TB is a diseases that usually develops over weeks to months, and officials say it is completely curable with treatment.

Information from the Duplin County Health Department

TB is a disease that often affects the lungs. People who are sick with TB often have one or more of the following symptoms:

o Cough lasting over 3 weeks

o Coughing up blood

o Fever

o Profuse sweating at night, often soaking the bed sheets

o Unintentional weight loss

o Poor appetite

o Chest pain or discomfort

o Difficulty breathing

● However, all of these symptoms can be caused by many other diseases besides TB

● TB is transmitted when a sick person coughs, sneezes, or speaks. The germs are expelled into the air, and if a nearby person breathes them in, that person can become infected with TB.

● TB is killed relatively quickly by sunlight, so usually transmission occurs indoors

● TB infection is diagnosed by either a TB skin test or a blood test.

o For the TB skin test, a small amount of liquid is injected under the skin of the arm. A healthcare worker examines this arm 2-3 days later.
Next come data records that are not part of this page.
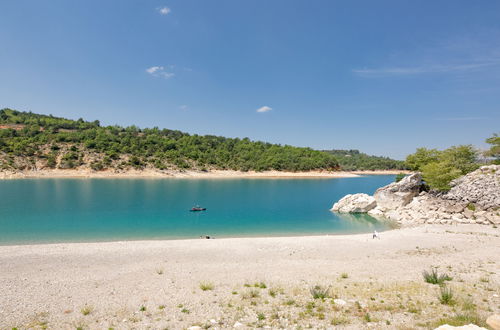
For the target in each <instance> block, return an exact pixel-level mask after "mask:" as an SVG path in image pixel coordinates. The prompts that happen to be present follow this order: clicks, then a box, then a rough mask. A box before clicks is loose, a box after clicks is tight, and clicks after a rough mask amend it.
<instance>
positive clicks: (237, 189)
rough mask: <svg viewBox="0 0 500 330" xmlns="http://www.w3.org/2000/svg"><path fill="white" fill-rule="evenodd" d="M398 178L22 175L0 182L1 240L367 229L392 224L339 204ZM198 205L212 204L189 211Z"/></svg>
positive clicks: (344, 230) (342, 230)
mask: <svg viewBox="0 0 500 330" xmlns="http://www.w3.org/2000/svg"><path fill="white" fill-rule="evenodd" d="M393 180H394V175H379V176H366V177H358V178H337V179H222V180H221V179H195V180H193V179H22V180H9V181H2V182H0V244H2V245H6V244H7V245H10V244H29V243H55V242H92V241H117V240H141V239H180V238H197V237H199V236H200V235H210V236H214V237H217V238H219V237H251V236H295V235H313V234H354V233H365V232H366V233H368V232H371V231H373V230H374V229H376V230H379V231H383V230H386V229H389V228H390V224H388V223H383V222H379V221H377V220H375V219H374V218H372V217H370V216H368V215H362V214H359V215H339V214H335V213H332V212H330V211H329V209H330V208H331V206H332V204H333V202H335V201H337V200H338V199H340V198H341V197H343V196H344V195H346V194H349V193H358V192H364V193H368V194H373V192H374V191H375V190H376V189H377V188H379V187H381V186H384V185H386V184H388V183H390V182H392V181H393ZM194 205H200V206H203V207H206V208H207V210H206V211H203V212H190V211H189V209H190V208H191V207H192V206H194Z"/></svg>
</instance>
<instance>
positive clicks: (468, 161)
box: [406, 145, 479, 191]
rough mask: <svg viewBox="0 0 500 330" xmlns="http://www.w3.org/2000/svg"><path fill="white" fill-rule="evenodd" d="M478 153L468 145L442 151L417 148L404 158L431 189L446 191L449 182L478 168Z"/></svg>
mask: <svg viewBox="0 0 500 330" xmlns="http://www.w3.org/2000/svg"><path fill="white" fill-rule="evenodd" d="M477 155H478V152H477V150H475V149H474V148H473V147H472V146H470V145H461V146H453V147H450V148H448V149H445V150H443V151H439V150H436V149H426V148H418V149H417V151H416V152H415V153H414V154H411V155H408V157H406V163H407V165H408V166H409V167H410V168H412V169H414V170H419V171H420V172H422V177H423V178H424V181H425V182H426V184H427V185H429V187H430V188H431V189H434V190H441V191H446V190H449V189H450V182H451V181H452V180H454V179H456V178H458V177H460V176H462V175H465V174H467V173H469V172H472V171H474V170H475V169H477V168H478V167H479V164H478V163H477Z"/></svg>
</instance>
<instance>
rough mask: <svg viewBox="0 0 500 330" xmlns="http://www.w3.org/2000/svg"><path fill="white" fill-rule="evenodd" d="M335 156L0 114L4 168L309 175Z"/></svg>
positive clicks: (12, 112)
mask: <svg viewBox="0 0 500 330" xmlns="http://www.w3.org/2000/svg"><path fill="white" fill-rule="evenodd" d="M338 165H339V164H338V162H337V160H336V159H335V157H334V156H332V155H330V154H327V153H324V152H321V151H315V150H312V149H310V148H297V147H292V146H282V145H276V144H271V143H265V142H254V141H250V140H249V139H248V138H244V139H238V138H235V139H233V138H225V137H219V136H212V135H205V136H199V135H196V134H195V135H190V134H187V133H183V132H180V131H175V130H169V129H159V128H156V127H155V128H150V129H149V128H148V129H140V128H138V127H136V126H130V127H120V126H106V127H103V126H101V125H100V123H99V121H93V122H88V121H84V120H83V119H78V120H70V119H65V118H57V117H53V116H46V115H39V114H34V113H31V112H20V111H15V110H11V109H3V110H0V169H2V170H13V171H19V170H35V169H36V170H40V169H46V168H60V169H69V168H91V169H92V170H95V171H100V170H105V169H116V170H126V169H129V168H136V169H143V168H156V169H158V170H167V169H174V170H183V169H195V170H210V169H231V170H242V171H249V170H255V171H265V170H283V171H309V170H318V169H325V170H334V169H338V168H339V166H338Z"/></svg>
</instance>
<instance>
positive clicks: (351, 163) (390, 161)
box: [323, 150, 406, 171]
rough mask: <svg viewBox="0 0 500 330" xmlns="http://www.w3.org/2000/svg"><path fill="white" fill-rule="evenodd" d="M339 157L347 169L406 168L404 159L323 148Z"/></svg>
mask: <svg viewBox="0 0 500 330" xmlns="http://www.w3.org/2000/svg"><path fill="white" fill-rule="evenodd" d="M323 151H324V152H326V153H329V154H331V155H333V156H335V158H336V159H337V161H338V162H339V165H340V167H341V168H342V169H343V170H345V171H356V170H404V169H406V165H405V163H404V161H400V160H394V159H391V158H387V157H379V156H369V155H367V154H364V153H362V152H359V150H323Z"/></svg>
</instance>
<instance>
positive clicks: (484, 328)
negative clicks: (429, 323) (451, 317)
mask: <svg viewBox="0 0 500 330" xmlns="http://www.w3.org/2000/svg"><path fill="white" fill-rule="evenodd" d="M454 329H460V330H488V329H486V328H483V327H480V326H477V325H475V324H472V323H471V324H467V325H462V326H459V327H455V326H453V325H448V324H444V325H442V326H440V327H438V328H436V329H434V330H454Z"/></svg>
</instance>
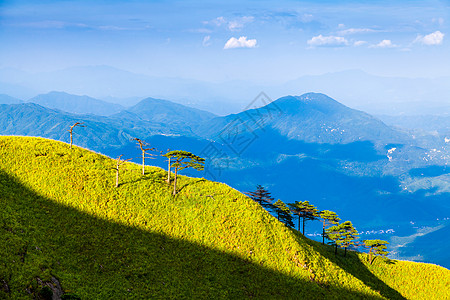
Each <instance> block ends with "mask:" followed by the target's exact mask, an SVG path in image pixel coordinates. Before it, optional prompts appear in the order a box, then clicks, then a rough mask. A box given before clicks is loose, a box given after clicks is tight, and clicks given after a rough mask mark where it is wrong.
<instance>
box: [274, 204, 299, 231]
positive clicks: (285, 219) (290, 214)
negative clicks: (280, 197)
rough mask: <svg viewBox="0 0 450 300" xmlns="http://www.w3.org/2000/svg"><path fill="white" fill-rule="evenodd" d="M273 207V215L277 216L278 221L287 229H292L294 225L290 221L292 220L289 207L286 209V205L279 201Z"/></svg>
mask: <svg viewBox="0 0 450 300" xmlns="http://www.w3.org/2000/svg"><path fill="white" fill-rule="evenodd" d="M273 207H274V209H275V213H276V214H277V219H278V221H280V222H281V223H284V224H285V225H286V226H287V227H291V228H294V226H295V225H294V222H293V221H292V219H293V218H292V214H291V211H290V210H289V207H287V205H286V204H284V202H283V201H281V200H280V199H278V200H277V202H275V203H274V204H273Z"/></svg>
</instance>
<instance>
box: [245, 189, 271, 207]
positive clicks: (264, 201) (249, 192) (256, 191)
mask: <svg viewBox="0 0 450 300" xmlns="http://www.w3.org/2000/svg"><path fill="white" fill-rule="evenodd" d="M245 194H247V195H248V196H249V197H250V199H252V200H253V201H255V202H257V203H259V205H261V206H262V207H264V208H265V209H267V210H271V209H273V204H272V201H273V200H274V199H273V197H272V196H271V195H270V192H269V191H267V190H266V189H265V188H264V187H263V186H262V185H259V184H258V185H257V186H256V191H254V192H246V193H245Z"/></svg>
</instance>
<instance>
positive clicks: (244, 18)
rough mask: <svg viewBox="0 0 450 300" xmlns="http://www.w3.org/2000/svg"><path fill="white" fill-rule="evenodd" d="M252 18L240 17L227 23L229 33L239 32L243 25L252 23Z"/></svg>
mask: <svg viewBox="0 0 450 300" xmlns="http://www.w3.org/2000/svg"><path fill="white" fill-rule="evenodd" d="M254 19H255V18H254V17H251V16H250V17H242V18H238V19H235V20H233V21H229V22H228V29H229V30H231V31H237V30H241V29H242V28H243V27H244V25H245V24H247V23H251V22H253V20H254Z"/></svg>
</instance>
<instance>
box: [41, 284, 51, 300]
mask: <svg viewBox="0 0 450 300" xmlns="http://www.w3.org/2000/svg"><path fill="white" fill-rule="evenodd" d="M52 297H53V291H52V289H51V288H49V287H48V286H43V287H42V288H41V290H40V291H39V299H42V300H52Z"/></svg>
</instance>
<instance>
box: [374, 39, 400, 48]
mask: <svg viewBox="0 0 450 300" xmlns="http://www.w3.org/2000/svg"><path fill="white" fill-rule="evenodd" d="M394 47H398V46H397V45H395V44H392V41H391V40H382V41H381V42H379V43H378V44H376V45H372V46H370V48H394Z"/></svg>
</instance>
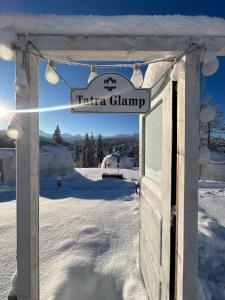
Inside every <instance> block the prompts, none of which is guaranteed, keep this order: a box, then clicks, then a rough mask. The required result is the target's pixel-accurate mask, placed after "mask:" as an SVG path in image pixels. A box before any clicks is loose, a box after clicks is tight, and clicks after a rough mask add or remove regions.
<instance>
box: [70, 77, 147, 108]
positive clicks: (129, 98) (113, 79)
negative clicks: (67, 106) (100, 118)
mask: <svg viewBox="0 0 225 300" xmlns="http://www.w3.org/2000/svg"><path fill="white" fill-rule="evenodd" d="M71 101H72V112H85V113H87V112H96V113H146V112H148V111H149V109H150V90H149V89H136V88H135V87H134V86H133V84H132V83H131V82H130V80H129V79H127V78H126V77H125V76H123V75H121V74H119V73H103V74H101V75H99V76H97V77H95V78H94V79H93V80H92V81H91V82H90V83H89V85H88V87H87V88H85V89H72V92H71Z"/></svg>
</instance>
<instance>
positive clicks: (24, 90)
mask: <svg viewBox="0 0 225 300" xmlns="http://www.w3.org/2000/svg"><path fill="white" fill-rule="evenodd" d="M15 90H16V93H17V94H18V95H20V96H24V97H25V96H28V95H29V85H28V81H27V73H26V71H25V69H23V68H21V69H19V70H18V71H17V76H16V81H15Z"/></svg>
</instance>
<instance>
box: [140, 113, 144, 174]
mask: <svg viewBox="0 0 225 300" xmlns="http://www.w3.org/2000/svg"><path fill="white" fill-rule="evenodd" d="M144 120H145V119H144V115H143V114H141V115H140V116H139V176H140V178H142V177H143V176H144V166H145V148H144V144H145V141H144V139H145V122H144Z"/></svg>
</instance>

If the area where the liquid was injected swells up, this indicates that the person has been exposed to the TB germ at some point during her/his lifetime.

o The blood test requires a single blood draw, and tests whether the person's immune system recognizes the TB germ.

o A positive TB skin test or blood test does not mean that a person is sick with TB.

● It can take up to 2 months after exposure for the TB skin test or blood test to turn positive. Standard procedure is to test exposed persons at the time that the exposure is discovered, and then to repeat the same test 2 months or more later if it is negative the first time.

● Once a person has been exposed to TB and has a positive TB skin test or blood test, that person has TB infection and may become ill with TB disease in the future. The risk of becoming ill depends on that person's immune system; persons with weak immune systems are more likely to become ill with TB disease than persons with normal immune systems.

● For a person with a positive TB skin test or blood test (TB infection) and a normal immune system, there is about a 5% risk of becoming sick with TB disease during the first 2 years after exposure. There is an additional 5% risk to become sick with TB disease at some point later in life, more than 2 years after the initial exposure. A person can become sick with TB disease 20 or more years after an exposure occurs.

● One can reduce the risk of becoming sick with TB disease in the future by taking medicine. The standard course of medicine is one pill every day for 9 months, and this reduces the risk to get sick in the future by about 80%.

● People who are sick with TB disease can be cured with medicines almost 100% of the time.